The appropriate Government may, by notification in the official gazette, constitute one or more labour court for the adjudication of industrial disputes relating to any matter specified inSchedule II and for performing such other functions as may be assigned to them under this Act.

10. Mr. A.C. Mitter, learned standing counsel appearing for respondents 1 and 2, contended that the provisions in Section 7(1) of the Industrial Disputes Act notwithstanding, in the absence of specification by the appropriate Government, no labour court will be entitled to exercise any power under Section 33C(2) of the Act. In my opinion this argument should not succeed. If by their constitution, labour courts are entitled to exercise jurisdiction over matters coming under Section 330 (2) of the Industrial Disputes Act, then even in the absence of specification, by the appropriate Government, all labour courts may exercise jurisdiction over matters coming under Section 330 (2) of the Industrial Disputes Act. The source of jurisdiction is only by way of distribution of business and is a matter of convenience. If such specification has been made, empowering a particular labour court to deal with matters under Section 33C(2), that labour court also may deal with such matters. But where no such specification has been made, all labour courts must be deemed to have jurisdiction over matters coming under Section 330 (2) of the Industrial Disputes Act. Similar was the view which was taken by this Court in cases in Chaturbhuj Marwari And Ors. v. A.W. Walker13 C.W.N. 265 (vide supra) and Jagabhandu Nandi v. Sivaprosad Bhattacharjya And Ors.63 C.W.N. 629 (vide supra) and also in the case of Nasrat Khan v. Deb Nath Nali75C.LJ. 255, while interpreting the provisions of Section 13 of the Civil Courts Act (XII of 1887) which also provides for assignment, by District Judges, of civil business amongst several Subordinate Judges or Munsifs, exercising Jurisdiction over a particular local area. Section 13 of the Civil Courts Act (XII of 1887); reads as follows:

(1) The State Government may, by notification in the official gazette, fix and alter the local limits of jurisdiction of any civil Court.

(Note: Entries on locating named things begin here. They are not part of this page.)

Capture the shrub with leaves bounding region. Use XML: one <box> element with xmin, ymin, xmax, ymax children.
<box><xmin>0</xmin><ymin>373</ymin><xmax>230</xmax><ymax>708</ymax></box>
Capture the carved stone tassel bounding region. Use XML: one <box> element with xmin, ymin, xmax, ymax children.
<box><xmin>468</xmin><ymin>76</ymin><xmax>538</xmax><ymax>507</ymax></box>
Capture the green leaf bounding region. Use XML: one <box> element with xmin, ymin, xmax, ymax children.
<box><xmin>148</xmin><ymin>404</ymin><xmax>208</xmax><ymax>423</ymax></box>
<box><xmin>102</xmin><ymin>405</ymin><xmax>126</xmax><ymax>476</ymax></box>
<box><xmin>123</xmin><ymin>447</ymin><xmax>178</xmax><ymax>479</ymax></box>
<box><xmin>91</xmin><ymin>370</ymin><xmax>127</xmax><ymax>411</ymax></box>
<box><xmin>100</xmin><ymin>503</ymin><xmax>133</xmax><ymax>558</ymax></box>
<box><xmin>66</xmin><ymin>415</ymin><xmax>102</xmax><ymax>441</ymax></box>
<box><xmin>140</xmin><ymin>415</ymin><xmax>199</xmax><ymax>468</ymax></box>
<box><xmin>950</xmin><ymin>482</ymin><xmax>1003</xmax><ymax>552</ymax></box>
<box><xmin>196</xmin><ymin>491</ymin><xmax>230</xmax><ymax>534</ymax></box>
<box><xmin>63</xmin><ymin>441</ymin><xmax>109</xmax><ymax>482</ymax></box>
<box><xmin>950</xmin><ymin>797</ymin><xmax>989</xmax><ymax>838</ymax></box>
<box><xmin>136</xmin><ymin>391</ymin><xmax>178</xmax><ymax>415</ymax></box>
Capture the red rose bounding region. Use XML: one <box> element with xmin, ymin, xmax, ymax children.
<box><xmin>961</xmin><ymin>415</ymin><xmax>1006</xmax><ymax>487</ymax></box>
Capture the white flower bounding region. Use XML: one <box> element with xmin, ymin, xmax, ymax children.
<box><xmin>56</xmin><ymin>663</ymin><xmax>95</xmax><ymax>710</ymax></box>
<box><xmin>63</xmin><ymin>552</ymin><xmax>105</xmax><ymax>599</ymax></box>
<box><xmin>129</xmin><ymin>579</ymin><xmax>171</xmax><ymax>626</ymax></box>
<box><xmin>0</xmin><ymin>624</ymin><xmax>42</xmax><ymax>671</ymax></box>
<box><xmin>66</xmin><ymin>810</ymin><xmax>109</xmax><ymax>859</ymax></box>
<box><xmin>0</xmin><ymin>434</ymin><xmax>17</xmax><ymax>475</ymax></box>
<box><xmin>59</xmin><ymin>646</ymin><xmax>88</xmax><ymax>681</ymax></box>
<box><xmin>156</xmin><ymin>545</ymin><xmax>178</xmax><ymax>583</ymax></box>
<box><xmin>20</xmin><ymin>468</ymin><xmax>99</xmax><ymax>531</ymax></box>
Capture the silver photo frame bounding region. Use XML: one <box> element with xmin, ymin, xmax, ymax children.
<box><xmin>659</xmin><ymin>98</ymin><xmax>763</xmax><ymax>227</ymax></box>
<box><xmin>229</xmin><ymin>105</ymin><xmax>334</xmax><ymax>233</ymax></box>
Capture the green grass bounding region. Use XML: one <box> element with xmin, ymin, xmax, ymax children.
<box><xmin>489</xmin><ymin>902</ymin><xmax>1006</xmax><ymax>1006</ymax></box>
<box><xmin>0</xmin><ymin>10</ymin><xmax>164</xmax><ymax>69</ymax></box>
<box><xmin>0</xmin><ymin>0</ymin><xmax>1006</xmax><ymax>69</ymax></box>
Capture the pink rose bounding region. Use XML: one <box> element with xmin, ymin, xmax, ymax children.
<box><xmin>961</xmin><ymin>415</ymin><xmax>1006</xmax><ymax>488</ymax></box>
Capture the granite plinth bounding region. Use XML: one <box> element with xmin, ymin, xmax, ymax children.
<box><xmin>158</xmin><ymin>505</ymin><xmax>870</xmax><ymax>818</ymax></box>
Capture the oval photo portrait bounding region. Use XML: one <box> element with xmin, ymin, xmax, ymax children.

(2) If the. same local Jurisdiction is assigned to two or more Subordinate Judges or two or more Munsifs, the District Judge may assign to each of them such civil business cognizable by the Subordinate Judge or Munsif, as the case may be, subject to the general or special orders of the High Court he thinks fit.(3) * * *

In interpreting this section Chakravartti, J. (afterwards Chakravartti, C.J.), observed in Jagabhandu Nandi v. Siraprosad Bhattacharjya And Ors.53 C.W.N. 629 (vide supra):

I am content to refer to the decision reported in the case of Nasrat Khan v. Deb Nath Nali75 C.L.J. 255 where the matter is dealt with at p. 261 of the report. There it has been held by Mukherjea and Biswas,JJ., that the source of jurisdiction of a Munsif was the order made by the local Government under Section 13(1) of the Bengal, Agra and Assam Civil Courts Act and that order made by the District Judge of the station under Section 13(2) merely distributes as a matter of convenience, and with reference to certain local areas, the civil business amongst two or more Courts, each of which has jurisdiction over the whole area It is pointed out farther that in such cases neither of the Courts loses jurisdiction which it has under the Government order under Section 13(1) of the Act.

11. In my view the same principle should also be applied in the present case, and in the absence of specification, all labour courts must be deemed to have jurisdiction over matters specified in Schedule II, including amatter under Section 33C(2) of the Industrial Disputes Act. The jurisdiction of labour courts flows from Section 7 read, with Schedule II of the Industrial Dispute's Act and even in the absence of specification they would have jurisdiction under Section 33C(2) of the Act.

12. In the result, I hold that the second labour court was wrong in refusing to entertain the application in exercise of its jurisdiction, for the reasons it did, and I quash the order.

13. This rule is made absolute, with costs against respondents 1 and 2.

14. The second labour court is directed to hear and determine the application under Section 33C(2) of the Industrial Disputes Act according to law.

15. Let a writ of certiorari and a consequential writ of mandamus issue accordingly.